The pair presented results from three phase 3 clinical trials testing golimumab, an anti-TNF drug, in patients with rheumatoid arthritis. The trials covered the gamut of patient classes: those that had never received treatment; those that had failed the standard treatment, methotrexate; and those that had failed treatment with other anti-TNF drugs, such as Abbott Labs' (NYSE:ABT) Humira, Amgen's (NASDAQ:AMGN) and Wyeth's (NYSE:WYE) Enbrel, or the pair's own Remicade.

According to the press releases, golimumab reduced the previously untreated subjects' symptoms more than placebo, but that may not be enough to get the drug a first-line indication. In the second group, those for whom methotrexate didn't work, golimumab reduced symptoms by a statistically significant margin. The drug also worked on the third group, those who had previously failed other anti-TNF drugs. That's perhaps the most important result, since it's estimated that 20% of patients fail with other anti-TNF drugs, so there's a considerable market up for grabs.

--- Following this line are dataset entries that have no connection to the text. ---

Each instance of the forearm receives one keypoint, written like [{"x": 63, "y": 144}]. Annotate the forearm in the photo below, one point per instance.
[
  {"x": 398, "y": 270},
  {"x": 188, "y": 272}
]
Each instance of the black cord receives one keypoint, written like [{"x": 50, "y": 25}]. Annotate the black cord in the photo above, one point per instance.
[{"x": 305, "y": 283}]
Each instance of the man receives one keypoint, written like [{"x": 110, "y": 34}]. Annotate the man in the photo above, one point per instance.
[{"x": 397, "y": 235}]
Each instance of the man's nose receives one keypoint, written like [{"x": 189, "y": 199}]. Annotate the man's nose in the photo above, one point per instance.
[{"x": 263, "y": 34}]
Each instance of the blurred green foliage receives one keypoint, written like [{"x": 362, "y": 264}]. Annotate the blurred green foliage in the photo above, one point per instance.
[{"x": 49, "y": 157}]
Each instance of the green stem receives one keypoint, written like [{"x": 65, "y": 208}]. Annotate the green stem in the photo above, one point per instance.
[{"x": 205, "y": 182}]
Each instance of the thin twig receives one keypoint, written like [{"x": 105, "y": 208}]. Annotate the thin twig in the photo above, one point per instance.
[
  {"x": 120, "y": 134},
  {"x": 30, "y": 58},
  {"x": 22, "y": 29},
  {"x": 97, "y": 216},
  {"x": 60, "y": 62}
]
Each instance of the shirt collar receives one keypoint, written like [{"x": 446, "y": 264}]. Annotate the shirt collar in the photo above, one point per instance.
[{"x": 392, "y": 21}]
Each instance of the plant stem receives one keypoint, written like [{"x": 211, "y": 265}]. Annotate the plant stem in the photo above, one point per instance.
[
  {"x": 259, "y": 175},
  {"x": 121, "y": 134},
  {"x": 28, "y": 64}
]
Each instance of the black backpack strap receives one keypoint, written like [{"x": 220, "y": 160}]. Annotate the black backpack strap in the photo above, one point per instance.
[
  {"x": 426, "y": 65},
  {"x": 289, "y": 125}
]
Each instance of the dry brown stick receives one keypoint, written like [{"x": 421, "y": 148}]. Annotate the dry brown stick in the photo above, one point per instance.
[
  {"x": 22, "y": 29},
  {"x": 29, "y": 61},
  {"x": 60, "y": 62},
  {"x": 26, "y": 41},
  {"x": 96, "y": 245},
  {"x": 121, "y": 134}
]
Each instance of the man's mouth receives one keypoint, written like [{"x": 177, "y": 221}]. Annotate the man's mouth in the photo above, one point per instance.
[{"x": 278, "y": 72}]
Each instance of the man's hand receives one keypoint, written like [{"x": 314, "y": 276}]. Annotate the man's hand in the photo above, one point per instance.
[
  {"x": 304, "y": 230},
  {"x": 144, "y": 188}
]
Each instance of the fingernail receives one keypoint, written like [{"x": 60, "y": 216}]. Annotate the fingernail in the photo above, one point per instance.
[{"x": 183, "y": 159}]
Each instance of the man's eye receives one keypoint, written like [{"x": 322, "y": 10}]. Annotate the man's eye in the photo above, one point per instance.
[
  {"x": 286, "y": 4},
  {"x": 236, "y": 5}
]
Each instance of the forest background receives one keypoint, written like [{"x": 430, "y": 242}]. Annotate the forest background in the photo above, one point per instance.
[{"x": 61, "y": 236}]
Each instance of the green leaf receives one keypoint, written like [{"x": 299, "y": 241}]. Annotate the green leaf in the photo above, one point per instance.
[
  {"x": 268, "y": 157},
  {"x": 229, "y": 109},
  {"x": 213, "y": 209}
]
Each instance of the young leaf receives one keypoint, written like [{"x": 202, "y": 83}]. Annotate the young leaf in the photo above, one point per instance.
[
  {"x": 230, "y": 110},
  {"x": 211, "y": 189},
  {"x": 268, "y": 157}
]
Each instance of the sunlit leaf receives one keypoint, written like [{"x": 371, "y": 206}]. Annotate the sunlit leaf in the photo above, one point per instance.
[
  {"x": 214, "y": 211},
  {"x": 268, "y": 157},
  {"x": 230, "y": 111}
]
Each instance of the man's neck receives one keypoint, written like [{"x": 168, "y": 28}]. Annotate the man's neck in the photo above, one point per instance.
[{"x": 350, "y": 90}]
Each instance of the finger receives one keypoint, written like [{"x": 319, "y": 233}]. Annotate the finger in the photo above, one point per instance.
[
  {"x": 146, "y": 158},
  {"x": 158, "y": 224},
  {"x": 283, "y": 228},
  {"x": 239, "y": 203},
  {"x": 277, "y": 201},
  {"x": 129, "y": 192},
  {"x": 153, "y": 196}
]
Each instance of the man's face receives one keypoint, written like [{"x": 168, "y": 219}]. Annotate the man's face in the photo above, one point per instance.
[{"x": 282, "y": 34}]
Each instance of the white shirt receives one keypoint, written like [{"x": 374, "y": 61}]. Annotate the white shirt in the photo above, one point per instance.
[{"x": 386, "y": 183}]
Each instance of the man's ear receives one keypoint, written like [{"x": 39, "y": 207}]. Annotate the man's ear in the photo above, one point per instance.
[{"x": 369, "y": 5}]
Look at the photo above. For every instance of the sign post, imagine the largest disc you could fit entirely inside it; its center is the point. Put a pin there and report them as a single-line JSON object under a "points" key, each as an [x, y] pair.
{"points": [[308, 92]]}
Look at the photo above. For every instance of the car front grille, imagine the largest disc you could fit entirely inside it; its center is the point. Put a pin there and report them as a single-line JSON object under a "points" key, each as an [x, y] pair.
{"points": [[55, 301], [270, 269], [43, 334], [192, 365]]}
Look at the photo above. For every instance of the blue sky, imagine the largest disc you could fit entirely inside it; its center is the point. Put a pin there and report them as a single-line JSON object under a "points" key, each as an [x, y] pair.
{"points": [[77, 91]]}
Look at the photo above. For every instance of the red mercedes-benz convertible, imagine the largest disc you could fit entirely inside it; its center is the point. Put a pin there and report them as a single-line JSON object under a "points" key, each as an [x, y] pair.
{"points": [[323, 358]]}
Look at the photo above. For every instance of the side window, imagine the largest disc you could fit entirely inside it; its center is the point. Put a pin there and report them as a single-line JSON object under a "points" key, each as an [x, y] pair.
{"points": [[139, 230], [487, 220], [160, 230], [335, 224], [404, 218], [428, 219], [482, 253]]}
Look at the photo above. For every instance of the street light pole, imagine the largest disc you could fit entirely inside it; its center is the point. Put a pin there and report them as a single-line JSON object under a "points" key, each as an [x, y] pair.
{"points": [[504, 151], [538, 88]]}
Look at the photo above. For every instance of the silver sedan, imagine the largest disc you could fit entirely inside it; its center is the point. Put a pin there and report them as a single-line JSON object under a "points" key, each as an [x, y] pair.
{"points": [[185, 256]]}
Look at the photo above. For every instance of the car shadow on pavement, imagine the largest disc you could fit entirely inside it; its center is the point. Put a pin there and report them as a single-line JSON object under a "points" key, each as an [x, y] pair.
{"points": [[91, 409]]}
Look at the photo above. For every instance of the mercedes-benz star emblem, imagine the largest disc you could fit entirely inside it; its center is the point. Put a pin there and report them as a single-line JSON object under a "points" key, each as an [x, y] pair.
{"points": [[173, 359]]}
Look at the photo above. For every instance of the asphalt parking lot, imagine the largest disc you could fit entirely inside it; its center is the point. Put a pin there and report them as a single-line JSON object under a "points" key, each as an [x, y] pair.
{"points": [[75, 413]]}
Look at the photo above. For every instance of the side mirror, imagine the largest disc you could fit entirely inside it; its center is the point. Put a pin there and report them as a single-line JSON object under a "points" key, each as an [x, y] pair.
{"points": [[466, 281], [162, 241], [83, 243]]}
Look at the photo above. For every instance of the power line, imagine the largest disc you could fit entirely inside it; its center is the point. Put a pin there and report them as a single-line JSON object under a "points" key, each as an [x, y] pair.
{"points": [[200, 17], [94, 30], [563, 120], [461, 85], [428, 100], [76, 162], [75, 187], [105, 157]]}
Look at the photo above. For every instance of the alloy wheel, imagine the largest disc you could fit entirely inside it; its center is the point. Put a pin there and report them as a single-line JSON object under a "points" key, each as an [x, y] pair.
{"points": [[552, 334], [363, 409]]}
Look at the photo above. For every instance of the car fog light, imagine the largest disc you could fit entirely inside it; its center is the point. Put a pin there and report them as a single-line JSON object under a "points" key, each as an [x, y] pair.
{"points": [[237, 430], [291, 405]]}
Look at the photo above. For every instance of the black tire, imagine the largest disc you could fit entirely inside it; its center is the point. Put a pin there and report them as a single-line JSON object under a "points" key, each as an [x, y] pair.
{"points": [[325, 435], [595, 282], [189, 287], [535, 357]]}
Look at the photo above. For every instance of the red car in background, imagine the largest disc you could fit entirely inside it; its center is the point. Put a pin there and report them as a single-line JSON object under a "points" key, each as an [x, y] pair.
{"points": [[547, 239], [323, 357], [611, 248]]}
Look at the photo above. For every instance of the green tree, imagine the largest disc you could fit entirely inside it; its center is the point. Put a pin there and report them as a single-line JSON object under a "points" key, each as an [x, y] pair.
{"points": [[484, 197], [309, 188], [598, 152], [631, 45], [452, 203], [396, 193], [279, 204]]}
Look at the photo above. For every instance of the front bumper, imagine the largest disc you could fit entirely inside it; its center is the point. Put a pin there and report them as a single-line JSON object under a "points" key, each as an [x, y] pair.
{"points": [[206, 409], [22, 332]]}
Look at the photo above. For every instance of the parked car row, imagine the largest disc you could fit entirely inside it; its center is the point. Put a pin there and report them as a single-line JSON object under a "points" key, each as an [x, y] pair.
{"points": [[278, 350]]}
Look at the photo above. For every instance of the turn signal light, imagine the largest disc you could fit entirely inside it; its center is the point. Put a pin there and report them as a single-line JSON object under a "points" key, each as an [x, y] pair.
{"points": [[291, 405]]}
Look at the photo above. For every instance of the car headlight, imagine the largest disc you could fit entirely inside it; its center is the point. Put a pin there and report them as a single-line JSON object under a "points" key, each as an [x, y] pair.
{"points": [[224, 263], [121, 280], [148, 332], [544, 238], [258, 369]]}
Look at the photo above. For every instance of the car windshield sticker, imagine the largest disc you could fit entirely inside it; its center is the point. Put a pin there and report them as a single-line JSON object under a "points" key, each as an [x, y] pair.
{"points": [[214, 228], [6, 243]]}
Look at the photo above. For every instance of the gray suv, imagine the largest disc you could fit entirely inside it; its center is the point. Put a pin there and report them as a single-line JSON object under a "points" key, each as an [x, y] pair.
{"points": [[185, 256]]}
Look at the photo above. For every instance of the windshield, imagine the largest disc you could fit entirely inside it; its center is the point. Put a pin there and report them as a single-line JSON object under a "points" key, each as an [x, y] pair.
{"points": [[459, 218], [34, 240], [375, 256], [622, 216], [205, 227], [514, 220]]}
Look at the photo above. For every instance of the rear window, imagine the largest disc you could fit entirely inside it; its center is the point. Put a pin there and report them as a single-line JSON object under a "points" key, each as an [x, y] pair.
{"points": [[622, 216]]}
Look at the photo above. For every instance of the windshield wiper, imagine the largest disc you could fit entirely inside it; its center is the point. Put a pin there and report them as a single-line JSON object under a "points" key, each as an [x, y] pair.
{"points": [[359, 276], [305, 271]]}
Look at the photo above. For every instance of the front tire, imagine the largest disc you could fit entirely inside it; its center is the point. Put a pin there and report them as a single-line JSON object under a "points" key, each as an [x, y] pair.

The application to market the drug in the U.S. should be filed by the end of the month, and the European application was filed in March. If it's approved, the drug will be marketed by Schering in Europe.

The question, then, is why does Johnson & Johnson need the smaller Schering to market the drug overseas? Actually, it doesn't, but it has to. Schering made a deal to market Centocor's Remicade with an option for future anti-TNF compounds in 1998, the year before J&J bought that company. Johnson & Johnson had been trying to get out of the deal, but has since agreed to let Schering market Remicade and golimumab for 15 years after golimumab hits the market.

It will be a while before we know how much of the anti-inflammatory market golimumab can snatch up, but the results presented this week suggest that it shouldn't have too much trouble getting past the regulatory authorities -- or even a band of ravenous doctors.